I have trained StyleGAN2 from scratch with a dataset of female portraits at 1024px resolution. The samples quality was further improved by tuning the parameters and augmenting the dataset with zoomed-in images, allowing the network to learn more details and to achieved FID metrics that are comparable to the results of the original work…I was curious how it would work on the human anatomy, so I decided to try to train SG2 with a dataset of head and shoulders portraits. To alleviate capacity issues mentioned in the SG2 paper I preferred to use portraits without clothes (a substantial contributing factor to dataset variance); furthermore, the dataset was limited to just one gender in order to further reduce the dataset’s complexity.
…I haven’t quite been able to achieve the quality of SG2 trained with the FFHQ dataset. After over than 30,000 kimg, the samples are not yet as detailed as it is desirable. For example, teeth look blurry and pupils are not perfectly round. Considering the size of my dataset as opposed to the FFHQ one, the cause is unlikely to be the lack of training data. Continuing the training does not appear to help as is evident from the plateau in FIDs.

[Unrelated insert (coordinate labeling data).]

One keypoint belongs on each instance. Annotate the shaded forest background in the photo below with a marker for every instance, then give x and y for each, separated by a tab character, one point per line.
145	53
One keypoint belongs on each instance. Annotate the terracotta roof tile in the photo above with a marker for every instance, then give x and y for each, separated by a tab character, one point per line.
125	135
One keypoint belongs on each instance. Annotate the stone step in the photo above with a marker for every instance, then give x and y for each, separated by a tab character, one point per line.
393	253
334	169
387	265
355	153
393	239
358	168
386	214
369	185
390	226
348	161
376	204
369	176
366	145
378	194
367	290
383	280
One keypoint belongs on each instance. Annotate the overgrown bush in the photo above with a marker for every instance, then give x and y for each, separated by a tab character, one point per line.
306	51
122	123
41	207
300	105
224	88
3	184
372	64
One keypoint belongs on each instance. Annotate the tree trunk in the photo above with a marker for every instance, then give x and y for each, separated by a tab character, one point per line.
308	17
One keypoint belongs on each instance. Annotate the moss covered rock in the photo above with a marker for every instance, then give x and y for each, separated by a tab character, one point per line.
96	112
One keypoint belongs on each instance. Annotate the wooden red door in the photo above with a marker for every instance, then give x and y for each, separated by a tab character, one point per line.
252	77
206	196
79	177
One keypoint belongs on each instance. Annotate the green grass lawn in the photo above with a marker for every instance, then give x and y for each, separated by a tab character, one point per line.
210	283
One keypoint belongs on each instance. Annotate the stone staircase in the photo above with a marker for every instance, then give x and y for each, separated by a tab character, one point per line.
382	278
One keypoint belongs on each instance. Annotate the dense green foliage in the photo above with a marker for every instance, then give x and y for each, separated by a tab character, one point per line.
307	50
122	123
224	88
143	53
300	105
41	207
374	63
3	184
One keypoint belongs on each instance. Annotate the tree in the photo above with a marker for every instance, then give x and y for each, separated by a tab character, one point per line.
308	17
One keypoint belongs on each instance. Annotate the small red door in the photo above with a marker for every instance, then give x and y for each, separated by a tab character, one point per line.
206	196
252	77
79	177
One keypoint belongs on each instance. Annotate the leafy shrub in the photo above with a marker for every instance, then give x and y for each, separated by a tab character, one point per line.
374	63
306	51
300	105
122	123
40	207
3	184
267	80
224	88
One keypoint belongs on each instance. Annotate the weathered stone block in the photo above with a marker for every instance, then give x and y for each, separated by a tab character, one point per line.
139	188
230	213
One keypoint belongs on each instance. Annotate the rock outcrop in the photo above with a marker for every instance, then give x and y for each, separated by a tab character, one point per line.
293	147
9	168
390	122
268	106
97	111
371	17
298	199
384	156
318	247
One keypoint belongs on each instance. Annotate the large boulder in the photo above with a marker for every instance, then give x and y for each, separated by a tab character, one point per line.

Overall, my experience with SG2 is well in line with what others are observing. Limiting the dataset to a single domain leads to major quality improvements. SG2 is able to model textures and transitions quite well. At the same time it is struggling as the complexity of the object increases with, for instance, greater diversity in poses. It should be noted that SG2 is much more efficient for single domain tasks compared to other architectures, resulting in acceptable results much faster.